Not that the 75th anniversary edition wasn’t a success. Even without its usual celebrities and athletes populating the amateur ranks and without the swollen galleries that follow the glitterati, the 2021 tournament raised more than $US12 million for charity and saw Daniel Berger [above] out-duel AT&T spokesman and past winner Jordan Spieth in a dramatic final round.
Berger and Spieth will be back to bolster a field that thus far features 13 of the top 50 in the Official World Golf Ranking, led by No.3 Patrick Cantlay. Some old standbys, former winners Davis Love III and Peter Jacobsen, are entered, too, and actor/comedian Bill Murray anchors a celebrity contingent that features several new faces. Which, perhaps, will help make up for the absence of five-time winner Phil Mickelson and two-time champ and perennial contender Dustin Johnson, among other top players.
The global golf schedule wasn’t kind to the iconic “Clambake” in northern California. It competes this year with the Saudi International, the controversial Asian Tour event with its money-is-no-object appearance-fee offerings and that is being viewed as a potential precursor to a larger Saudi-backed golf circuit.
John rightly notes that there is nothing he can do about the copious financial largesse of the Middle East tournament luring regulars and other big names from the Monterey Peninsula.
“That is beyond my control,” he said. “I look at it as we will embrace those that want to come play, and we’re going to give them the best experience possible. I’m doing my best to continually raise the bar on that experience, so that they want to come back.”

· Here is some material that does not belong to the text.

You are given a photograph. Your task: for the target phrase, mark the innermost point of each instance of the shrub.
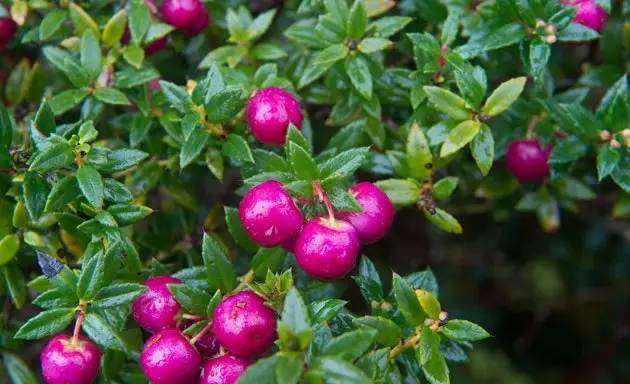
(208, 173)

The $US8.7 million tournament returns to a three-course rotation of Pebble Beach Golf Links, Spyglass Hill and the Shore course at Monterey Peninsula Country Club after MPCC was dropped for streamlining purposes last year. Several pre-tournament special celebrity events also return as part of what John calls “Community Day” on the eve of the tournament. Two will take place on The Hay short course recently redesigned by Tiger Woods. The third, the Cisco Hole-In-One Challenge, will be held on Pebble’s picturesque par-3 17th hole. All tickets for that day are complimentary.

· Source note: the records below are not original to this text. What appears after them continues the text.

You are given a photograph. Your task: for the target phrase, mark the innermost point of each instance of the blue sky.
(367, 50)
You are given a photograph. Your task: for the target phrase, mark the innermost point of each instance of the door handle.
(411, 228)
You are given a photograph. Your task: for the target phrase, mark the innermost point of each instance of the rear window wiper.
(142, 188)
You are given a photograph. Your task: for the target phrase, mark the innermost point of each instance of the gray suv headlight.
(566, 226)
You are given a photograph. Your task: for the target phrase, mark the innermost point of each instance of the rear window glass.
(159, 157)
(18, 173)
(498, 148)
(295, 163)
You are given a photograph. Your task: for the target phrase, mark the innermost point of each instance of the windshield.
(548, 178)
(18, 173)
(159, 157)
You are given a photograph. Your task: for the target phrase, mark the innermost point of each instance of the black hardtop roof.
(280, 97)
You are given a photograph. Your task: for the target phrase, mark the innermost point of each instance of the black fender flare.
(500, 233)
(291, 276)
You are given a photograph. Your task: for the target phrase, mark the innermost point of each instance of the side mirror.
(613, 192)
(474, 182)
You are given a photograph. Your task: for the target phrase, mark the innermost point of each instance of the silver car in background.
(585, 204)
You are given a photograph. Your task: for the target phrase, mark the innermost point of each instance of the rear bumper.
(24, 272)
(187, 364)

There are several hospitality enhancements for fans and sponsors, including a second deck to the sponsor pavilion at the 17th hole and a 25,000-foot hospitality area featuring an open-air covered and heated central area for events and gatherings. The player staging area also has been upgraded and moved to the former driving range at Pebble Beach.
“I want to say we’re back to a pre-COVID look and feel, but it’s improved because we’re hoping to provide a better product for the fans and for the sponsors and for the players,” John said. “I think we’ve achieved a couple of those. And coming back after a year off, we have some time to think about other areas that we can certainly improve on.”
One aspect difficult to surpass is the charitable initiatives. Last year’s windfall, made possible by the sponsors and by the amateurs donating their entry fees, puts the tournament in range to surpass the $US200 million threshold this year. “I doubt another tournament on the PGA Tour is at that level,” John said proudly.
As much as the tournament will largely feel normal – except for the state’s mask mandate in effect until February 15 – it will be different in regard to the absence of former Pebble Beach co-chairman and co-owner Richard Ferris, who died on January 16 after a battle with ALS. Ferris also was a longtime participant in the pro-am, and his contributions to golf included serving on the board of the PGA Tour and supporting The First Tee.
“Yes, we will recognise Dick in an appropriate way,” John said. “He was a true titan of a man. We’ll find something that makes sense and properly recognise what Dick meant to the tournament and to Pebble Beach – and to golf in general.”